Last spring, the institute's leaders gave up a year in state funding to preserve the center's independence. For months, the university had lobbied to take control of the Alzheimer's institute, contending that it performed services and research also done at USF.
The center's leaders had hoped to spread its reserves over the next few years and seek out partnerships to stay in business. But in June, they chose to affiliate with USF and turn the center's management over to the university.
At its spending rate, before the cuts, the institute would have burned through its cash in 12 to 18 months, Klakso said.
Now that he has cut payroll, Klasko said he will seek other sources of revenue, whether they come from corporate partnerships, from the clinic he opened at the institute last month or from donors.
Although he hopes for an allotment of state money next spring, considering the souring Florida economy, Klasko said, "I'm realistic."
"The fact is, we're going to be careful about what we spend," he said, adding that he plans to bring in more doctors who can pay their own salaries from the grants they receive and that USF eventually will offer more financial support.

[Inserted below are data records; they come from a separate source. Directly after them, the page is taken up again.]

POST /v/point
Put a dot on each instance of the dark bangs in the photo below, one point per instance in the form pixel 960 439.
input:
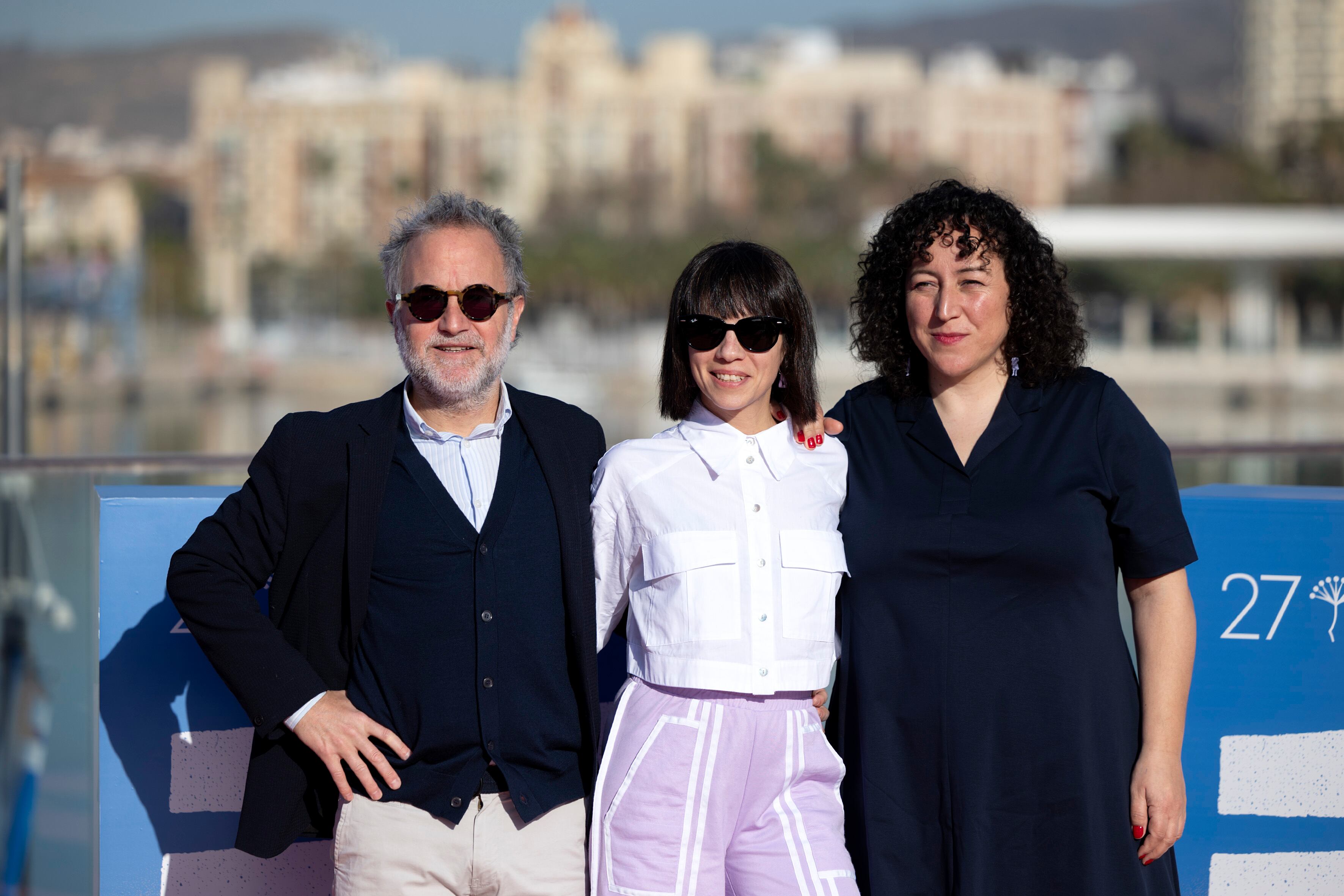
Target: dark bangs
pixel 740 278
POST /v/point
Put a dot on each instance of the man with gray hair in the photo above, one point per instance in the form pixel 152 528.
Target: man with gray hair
pixel 424 683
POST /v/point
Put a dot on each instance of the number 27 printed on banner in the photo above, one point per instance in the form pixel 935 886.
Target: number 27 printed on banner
pixel 1331 590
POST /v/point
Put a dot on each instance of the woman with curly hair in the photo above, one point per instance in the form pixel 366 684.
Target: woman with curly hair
pixel 995 734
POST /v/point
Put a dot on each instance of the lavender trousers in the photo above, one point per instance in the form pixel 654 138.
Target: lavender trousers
pixel 705 793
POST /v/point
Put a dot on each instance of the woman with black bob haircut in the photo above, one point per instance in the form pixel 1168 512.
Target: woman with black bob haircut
pixel 720 538
pixel 741 280
pixel 995 734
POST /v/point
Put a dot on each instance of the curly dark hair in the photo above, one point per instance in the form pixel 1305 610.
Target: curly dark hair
pixel 1045 323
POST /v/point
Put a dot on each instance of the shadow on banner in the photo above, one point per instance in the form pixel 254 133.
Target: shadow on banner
pixel 174 742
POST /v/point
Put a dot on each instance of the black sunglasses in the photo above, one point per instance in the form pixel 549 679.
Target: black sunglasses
pixel 478 302
pixel 703 332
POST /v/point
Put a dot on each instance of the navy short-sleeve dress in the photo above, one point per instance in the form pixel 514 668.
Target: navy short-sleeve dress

The Byrd institute opened in 2007 as a nonprofit center to study the treatments of and try to find a cure for Alzheimer's disease.
Former Florida House Speaker Johnnie B. Byrd Jr. said Wednesday that he trusted Klasko to make the right decisions. The institute is named after Byrd's late father.
Byrd had long criticized the business decisions that the institute's previous leaders made. In late 2006, he led an unsuccessful attempt to replace Potter, a Harvard-trained researcher, with a business professional.
"Every dollar that's spent on administration is a dollar not spent on research," Byrd said.